What they don’t put on the postcards is that it’s bloody isolating. Yes, the views are spectacular. But so is the realisation that I have more meaningful relationships with the sheep and the wild horses in the fields next door than actual humans.

 

Because I mainly see sheep and wild horses more often than humans from my home office.

 

Turns out, I am not built for a life where a trip to the supermarket requires military-grade logistics.

 

I wanted to be that person. The one who joyfully embraces the “simpler life.” Who swaps happy hour for a wholesome hike across the moors.
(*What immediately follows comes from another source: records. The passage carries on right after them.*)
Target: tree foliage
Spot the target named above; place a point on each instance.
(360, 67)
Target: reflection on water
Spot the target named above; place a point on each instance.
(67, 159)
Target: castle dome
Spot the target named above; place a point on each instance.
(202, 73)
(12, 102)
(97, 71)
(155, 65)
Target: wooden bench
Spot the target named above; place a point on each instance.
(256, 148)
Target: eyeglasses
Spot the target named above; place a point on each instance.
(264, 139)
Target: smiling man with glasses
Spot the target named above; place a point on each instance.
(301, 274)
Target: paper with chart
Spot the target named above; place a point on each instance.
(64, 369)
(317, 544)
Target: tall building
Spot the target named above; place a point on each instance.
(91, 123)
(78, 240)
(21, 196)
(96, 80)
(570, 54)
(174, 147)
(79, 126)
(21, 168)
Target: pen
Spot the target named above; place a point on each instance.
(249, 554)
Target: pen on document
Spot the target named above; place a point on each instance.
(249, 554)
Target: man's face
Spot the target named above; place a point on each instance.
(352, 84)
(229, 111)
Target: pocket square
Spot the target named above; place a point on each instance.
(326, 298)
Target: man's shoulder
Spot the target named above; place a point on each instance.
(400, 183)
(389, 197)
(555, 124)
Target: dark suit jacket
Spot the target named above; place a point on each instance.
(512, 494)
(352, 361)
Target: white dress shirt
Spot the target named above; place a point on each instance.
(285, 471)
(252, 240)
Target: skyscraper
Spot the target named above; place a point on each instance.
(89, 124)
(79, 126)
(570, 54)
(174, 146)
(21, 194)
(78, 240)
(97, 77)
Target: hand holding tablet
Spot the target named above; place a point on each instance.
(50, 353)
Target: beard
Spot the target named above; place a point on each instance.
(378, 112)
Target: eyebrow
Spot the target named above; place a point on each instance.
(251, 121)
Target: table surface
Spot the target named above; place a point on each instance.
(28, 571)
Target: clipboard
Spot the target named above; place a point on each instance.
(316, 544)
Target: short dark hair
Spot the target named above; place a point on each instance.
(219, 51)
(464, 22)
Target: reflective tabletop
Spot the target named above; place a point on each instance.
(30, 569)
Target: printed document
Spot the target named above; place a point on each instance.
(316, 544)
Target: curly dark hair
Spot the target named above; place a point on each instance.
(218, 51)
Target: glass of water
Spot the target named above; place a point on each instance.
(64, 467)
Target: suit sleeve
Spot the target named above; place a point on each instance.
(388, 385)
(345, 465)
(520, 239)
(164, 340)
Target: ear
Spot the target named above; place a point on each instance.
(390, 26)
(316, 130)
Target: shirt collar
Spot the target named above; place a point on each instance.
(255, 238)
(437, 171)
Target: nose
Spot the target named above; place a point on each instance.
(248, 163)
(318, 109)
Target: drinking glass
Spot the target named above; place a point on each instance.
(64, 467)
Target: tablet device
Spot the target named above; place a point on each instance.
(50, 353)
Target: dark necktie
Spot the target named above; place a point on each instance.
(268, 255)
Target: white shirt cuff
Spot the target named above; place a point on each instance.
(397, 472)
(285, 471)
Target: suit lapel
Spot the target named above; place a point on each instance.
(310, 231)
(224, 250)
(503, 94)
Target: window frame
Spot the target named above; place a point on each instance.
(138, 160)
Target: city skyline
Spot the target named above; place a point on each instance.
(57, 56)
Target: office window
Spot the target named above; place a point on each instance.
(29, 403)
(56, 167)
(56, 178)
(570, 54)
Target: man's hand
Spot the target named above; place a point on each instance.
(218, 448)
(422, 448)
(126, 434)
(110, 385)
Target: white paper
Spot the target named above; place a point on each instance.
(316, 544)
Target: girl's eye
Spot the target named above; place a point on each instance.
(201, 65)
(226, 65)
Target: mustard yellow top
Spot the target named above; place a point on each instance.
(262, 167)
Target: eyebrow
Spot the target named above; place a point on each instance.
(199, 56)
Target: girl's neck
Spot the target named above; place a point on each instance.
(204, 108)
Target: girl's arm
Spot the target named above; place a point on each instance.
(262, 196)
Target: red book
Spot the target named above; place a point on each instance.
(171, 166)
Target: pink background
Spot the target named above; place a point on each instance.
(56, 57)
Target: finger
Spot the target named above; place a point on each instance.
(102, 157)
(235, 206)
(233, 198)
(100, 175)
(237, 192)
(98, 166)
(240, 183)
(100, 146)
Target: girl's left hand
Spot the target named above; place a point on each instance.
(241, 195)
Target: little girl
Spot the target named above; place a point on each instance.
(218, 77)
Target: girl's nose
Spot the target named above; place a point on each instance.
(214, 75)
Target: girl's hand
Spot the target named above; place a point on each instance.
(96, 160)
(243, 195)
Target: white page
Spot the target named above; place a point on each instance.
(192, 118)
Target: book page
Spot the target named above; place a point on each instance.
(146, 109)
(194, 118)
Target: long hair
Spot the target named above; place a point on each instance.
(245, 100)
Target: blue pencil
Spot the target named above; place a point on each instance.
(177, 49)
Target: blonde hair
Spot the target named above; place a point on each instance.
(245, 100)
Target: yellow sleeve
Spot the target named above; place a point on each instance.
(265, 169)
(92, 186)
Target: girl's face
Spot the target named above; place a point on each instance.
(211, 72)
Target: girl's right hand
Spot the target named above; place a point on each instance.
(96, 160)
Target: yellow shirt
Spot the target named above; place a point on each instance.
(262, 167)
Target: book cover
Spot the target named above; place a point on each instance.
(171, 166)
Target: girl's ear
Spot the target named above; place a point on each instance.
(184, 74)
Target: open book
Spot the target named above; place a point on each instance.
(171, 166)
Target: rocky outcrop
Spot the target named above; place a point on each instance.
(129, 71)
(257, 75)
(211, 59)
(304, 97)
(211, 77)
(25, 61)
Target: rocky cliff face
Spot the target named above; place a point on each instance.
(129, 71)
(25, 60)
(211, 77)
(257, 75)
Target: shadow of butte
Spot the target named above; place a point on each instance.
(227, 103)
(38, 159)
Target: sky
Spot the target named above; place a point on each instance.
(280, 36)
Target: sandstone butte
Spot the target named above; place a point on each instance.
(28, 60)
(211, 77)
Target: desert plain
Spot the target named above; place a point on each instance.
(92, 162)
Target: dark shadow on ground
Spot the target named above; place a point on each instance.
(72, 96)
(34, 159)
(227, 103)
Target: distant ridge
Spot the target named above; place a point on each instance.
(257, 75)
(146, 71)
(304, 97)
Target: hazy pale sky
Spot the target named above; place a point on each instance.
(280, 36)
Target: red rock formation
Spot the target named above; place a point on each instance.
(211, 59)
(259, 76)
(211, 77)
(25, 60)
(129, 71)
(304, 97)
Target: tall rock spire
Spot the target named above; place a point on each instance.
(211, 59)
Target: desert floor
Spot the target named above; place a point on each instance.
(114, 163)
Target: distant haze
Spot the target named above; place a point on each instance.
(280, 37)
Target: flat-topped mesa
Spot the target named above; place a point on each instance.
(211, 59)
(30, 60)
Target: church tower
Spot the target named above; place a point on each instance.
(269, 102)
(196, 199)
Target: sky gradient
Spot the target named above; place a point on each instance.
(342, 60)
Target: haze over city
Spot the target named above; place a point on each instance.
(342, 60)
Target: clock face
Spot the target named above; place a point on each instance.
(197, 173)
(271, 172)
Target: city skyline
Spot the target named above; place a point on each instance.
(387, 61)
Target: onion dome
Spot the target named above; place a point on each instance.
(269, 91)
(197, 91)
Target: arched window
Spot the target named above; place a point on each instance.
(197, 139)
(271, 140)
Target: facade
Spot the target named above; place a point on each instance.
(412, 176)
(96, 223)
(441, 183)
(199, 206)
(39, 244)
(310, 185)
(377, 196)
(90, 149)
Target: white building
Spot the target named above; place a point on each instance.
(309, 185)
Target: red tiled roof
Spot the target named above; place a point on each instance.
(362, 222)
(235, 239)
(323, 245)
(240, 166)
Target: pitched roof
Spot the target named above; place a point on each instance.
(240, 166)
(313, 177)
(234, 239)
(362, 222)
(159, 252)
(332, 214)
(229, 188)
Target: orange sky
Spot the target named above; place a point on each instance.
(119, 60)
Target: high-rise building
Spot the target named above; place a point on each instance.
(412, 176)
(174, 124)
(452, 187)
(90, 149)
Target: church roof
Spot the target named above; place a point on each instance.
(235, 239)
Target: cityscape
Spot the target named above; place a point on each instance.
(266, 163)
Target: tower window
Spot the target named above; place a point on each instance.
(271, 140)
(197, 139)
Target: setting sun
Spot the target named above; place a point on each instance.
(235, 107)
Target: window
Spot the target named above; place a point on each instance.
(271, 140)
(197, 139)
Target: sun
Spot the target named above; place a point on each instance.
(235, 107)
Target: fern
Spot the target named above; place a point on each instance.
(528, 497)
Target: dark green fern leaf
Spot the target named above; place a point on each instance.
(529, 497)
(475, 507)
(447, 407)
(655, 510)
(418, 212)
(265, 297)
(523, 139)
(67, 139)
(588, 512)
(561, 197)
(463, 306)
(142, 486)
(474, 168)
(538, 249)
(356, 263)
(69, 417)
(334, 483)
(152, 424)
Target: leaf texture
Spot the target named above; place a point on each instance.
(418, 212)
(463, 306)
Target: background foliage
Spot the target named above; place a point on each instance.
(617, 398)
Who posts pictures of artisanal bread and writes captions like, no place I’d rather be. But I was lying to myself. Because, if I’m honest, I like my artisanal bread with a side of John Lewis, the airport, and easy access to my friends without it turning into a Lord of the Rings-style trek.

 

(Shoot me for being so shallow. But at least I’ll go down clutching a well-curated selection of homeware.)

 

And while we’re at it, can we talk about the whole “I could totally live here” crowd? You know, the ones who visit St Ives or the South Hams once a year, sip a flat white, and suddenly fancy themselves rugged coastal dwellers. Cute.

 

But also? Maybe not.

 

You’d last approximately four months before the reality of spotty Wi-Fi, torrential sideways rain, and the sudden need for a 100-mile drive for milk post-10pm sent you spiralling.

 

For a long time, I resisted the truth. Told myself I had to stick it out. That changing my mind meant failure. That if I left, I’d be some kind of weak-willed dropout (which, as it turns out, is not a real thing).

 

I thought moving back home would mean finally feeling at home. But that’s not how it works. Because home isn’t a postcode. It’s a feeling. And the real test isn’t whether you can go back, it’s whether you can be honest with yourself about what you actually need.

 

And what I needed? Was to admit that my life belonged somewhere else.

 

So here I am. Moving back towards a life that feels like home, not just because of geography, but because of the work, the people, and the purpose that make me feel alive. (And yes, the occasional overpriced department store candle, leave me alone).